The small fact that the British prime minister had just suffered the worst defeat at the hands of his European allies of any of his predecessors appeared to have gone unnoticed.
Except for those Tory MPs lining up to garland their hero, the result had indeed represented a major victory. It was a victory for their not-so-secret campaign to drive Britain out of the EU.
And that was the problem. When Cameron declared his party was united, it was because he had united with them, rather than the other way around.
It took Labour's Ben Bradshaw to point out the glaringly obvious that "it is the wrong people cheering".
Meanwhile, Ed Miliband did what all prime ministers hate most, and ridiculed Cameron's "victory".
The process, he said, had "started with a divided Europe against Juncker's candidacy and had ended with a united Europe, against him. How did he pull this off?" he taunted.
He quoted Cameron's words from a newspaper article in which he had stated: "It has been suggested we now lack allies....." He didn't need to finish the line, the laughter said it all.

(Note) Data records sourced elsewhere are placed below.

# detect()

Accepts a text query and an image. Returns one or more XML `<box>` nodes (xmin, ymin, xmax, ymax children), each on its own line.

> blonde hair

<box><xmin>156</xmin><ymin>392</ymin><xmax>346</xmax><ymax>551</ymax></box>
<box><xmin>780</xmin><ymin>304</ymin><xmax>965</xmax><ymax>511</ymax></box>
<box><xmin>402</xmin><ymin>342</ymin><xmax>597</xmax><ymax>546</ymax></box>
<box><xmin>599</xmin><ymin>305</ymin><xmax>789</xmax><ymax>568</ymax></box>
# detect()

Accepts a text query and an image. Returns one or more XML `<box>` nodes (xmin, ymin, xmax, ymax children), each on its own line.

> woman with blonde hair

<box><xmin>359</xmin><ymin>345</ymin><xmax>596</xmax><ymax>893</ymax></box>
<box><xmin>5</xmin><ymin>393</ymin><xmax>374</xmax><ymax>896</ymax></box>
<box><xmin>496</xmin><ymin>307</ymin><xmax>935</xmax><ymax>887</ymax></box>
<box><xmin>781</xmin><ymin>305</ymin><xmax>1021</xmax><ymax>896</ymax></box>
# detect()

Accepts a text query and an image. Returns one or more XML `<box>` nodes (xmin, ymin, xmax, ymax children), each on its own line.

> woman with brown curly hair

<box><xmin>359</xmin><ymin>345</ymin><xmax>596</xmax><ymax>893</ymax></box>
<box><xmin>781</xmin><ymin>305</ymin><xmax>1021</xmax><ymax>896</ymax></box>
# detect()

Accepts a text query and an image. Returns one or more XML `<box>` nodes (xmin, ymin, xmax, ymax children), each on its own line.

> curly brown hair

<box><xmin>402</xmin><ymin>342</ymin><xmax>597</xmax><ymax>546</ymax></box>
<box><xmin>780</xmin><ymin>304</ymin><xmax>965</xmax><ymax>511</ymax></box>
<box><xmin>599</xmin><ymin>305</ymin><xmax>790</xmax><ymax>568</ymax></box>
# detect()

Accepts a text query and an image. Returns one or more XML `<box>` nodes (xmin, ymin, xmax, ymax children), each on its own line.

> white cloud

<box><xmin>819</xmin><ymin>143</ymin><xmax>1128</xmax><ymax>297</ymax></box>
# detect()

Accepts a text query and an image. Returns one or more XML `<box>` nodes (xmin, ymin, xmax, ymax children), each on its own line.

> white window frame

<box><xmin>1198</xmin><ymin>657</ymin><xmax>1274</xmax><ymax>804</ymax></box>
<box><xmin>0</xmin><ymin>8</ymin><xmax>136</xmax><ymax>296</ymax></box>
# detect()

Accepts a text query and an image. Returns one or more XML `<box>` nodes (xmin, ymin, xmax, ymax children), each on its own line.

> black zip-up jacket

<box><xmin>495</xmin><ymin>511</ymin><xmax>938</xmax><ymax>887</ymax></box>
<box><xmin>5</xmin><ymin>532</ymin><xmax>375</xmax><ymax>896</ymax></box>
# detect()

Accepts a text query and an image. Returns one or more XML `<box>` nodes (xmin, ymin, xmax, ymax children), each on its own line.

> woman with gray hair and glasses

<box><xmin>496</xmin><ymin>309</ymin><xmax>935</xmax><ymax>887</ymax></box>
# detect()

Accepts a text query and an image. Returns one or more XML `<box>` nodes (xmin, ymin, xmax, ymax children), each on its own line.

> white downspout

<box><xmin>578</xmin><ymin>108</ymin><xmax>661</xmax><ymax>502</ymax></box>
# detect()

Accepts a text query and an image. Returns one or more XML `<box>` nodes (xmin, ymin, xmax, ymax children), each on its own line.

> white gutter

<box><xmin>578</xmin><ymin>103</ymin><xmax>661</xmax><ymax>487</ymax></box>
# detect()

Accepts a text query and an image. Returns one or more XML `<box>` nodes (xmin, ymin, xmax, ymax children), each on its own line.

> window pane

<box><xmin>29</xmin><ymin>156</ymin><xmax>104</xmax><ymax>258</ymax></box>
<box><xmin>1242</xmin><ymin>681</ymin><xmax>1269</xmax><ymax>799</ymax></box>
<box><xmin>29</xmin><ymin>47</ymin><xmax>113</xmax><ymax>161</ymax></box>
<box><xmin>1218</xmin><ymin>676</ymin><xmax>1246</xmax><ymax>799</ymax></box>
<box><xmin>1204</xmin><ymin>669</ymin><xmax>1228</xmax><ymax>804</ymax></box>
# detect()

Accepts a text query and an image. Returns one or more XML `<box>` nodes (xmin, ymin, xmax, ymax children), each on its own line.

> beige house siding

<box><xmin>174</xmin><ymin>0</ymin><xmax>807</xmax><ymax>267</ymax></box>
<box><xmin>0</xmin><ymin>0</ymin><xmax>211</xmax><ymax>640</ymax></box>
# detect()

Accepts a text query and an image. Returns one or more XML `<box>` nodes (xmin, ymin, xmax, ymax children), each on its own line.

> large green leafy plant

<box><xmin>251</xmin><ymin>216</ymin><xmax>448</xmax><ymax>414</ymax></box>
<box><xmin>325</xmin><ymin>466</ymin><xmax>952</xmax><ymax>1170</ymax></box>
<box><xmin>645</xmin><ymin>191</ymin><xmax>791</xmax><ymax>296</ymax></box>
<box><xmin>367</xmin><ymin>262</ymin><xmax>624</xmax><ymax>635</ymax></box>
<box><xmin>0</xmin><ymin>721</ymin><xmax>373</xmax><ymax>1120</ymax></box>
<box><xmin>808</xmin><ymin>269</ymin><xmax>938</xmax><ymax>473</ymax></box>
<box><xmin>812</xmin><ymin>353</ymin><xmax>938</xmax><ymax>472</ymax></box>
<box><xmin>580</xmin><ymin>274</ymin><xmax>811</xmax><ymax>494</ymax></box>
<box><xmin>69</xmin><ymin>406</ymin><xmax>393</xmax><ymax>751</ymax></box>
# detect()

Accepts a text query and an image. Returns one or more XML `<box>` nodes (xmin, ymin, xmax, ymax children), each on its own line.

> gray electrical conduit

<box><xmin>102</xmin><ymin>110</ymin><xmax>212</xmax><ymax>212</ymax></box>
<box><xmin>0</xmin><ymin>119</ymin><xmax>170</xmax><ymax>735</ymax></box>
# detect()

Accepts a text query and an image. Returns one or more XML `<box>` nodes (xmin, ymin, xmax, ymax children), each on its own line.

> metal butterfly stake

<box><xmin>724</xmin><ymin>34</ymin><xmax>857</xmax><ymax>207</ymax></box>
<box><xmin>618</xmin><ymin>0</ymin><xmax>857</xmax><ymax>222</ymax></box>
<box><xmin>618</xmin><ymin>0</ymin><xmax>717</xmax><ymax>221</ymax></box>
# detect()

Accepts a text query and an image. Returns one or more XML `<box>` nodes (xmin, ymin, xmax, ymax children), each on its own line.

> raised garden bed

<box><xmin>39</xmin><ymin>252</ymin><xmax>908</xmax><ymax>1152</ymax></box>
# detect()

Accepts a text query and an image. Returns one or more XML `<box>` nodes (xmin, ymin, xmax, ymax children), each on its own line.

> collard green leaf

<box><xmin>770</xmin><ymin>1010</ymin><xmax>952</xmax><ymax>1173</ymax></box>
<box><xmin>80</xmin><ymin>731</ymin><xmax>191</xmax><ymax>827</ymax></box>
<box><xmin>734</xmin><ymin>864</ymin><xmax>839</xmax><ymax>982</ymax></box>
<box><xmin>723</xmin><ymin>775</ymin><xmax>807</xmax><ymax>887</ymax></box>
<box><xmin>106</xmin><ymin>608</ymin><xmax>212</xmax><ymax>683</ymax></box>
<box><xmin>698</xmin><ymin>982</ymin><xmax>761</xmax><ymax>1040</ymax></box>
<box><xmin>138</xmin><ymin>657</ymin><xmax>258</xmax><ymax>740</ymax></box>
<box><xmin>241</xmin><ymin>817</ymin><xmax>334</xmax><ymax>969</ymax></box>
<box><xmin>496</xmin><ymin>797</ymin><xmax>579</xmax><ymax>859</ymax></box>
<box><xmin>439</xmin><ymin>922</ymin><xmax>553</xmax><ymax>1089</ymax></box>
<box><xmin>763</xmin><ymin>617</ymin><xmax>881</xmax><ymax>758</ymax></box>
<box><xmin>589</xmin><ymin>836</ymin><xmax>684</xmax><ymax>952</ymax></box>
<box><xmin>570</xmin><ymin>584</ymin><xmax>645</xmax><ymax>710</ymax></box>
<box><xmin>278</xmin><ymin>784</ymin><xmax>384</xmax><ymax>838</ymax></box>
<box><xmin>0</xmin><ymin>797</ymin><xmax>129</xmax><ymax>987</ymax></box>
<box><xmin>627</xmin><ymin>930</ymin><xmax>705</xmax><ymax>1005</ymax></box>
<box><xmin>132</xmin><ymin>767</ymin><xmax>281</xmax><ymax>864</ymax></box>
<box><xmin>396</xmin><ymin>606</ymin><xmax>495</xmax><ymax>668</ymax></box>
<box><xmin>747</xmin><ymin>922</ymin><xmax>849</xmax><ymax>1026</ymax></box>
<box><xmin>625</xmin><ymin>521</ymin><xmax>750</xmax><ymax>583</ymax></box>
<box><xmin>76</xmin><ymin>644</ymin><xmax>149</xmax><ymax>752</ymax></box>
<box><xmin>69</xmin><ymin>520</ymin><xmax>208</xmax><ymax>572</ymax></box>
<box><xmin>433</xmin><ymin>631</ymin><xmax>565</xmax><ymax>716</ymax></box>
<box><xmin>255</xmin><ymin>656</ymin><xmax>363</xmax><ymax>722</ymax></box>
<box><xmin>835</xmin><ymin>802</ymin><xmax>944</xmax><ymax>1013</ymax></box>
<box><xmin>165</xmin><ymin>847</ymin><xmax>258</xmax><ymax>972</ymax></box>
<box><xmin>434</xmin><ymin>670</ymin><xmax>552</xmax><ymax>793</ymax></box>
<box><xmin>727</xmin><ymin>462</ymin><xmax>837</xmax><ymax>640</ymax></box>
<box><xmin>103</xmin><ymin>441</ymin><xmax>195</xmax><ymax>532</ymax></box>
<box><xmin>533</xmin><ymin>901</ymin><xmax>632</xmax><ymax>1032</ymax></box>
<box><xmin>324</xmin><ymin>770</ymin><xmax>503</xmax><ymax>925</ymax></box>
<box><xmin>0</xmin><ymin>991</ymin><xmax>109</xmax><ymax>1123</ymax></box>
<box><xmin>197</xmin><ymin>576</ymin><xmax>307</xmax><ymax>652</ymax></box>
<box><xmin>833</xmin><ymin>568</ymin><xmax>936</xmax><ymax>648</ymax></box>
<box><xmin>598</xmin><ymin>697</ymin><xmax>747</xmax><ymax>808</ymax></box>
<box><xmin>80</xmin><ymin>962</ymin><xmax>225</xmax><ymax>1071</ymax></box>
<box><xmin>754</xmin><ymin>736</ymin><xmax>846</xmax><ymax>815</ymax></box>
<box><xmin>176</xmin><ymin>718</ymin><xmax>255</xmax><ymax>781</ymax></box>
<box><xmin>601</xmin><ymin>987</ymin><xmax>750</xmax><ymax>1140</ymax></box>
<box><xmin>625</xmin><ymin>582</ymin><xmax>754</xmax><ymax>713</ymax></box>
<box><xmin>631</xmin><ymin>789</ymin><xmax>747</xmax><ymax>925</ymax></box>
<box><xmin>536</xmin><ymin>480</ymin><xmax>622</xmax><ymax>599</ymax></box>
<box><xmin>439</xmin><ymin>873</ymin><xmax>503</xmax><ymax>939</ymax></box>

But the real sting in this performance came from those Eurosceptics. Rees-Mogg and others who now count Cameron amongst their number gently prodded the prime minister to start laying down a few red lines on things he would veto in his pre-referendum negotiations.
But it was left to Douglas Carswell and Peter Bone to put their real agenda into short, sharp questions. Would the prime minister confirm that he might be prepared to recommend withdrawal from the EU in the 2017 referendum if he doesn't get his way in the negotiations?
They are not supposed to be that blunt. The Eurosceptics want a more softly-softly approach. But there it was, out in the open, the clearest possible sign of which MPs believe they have a victory here.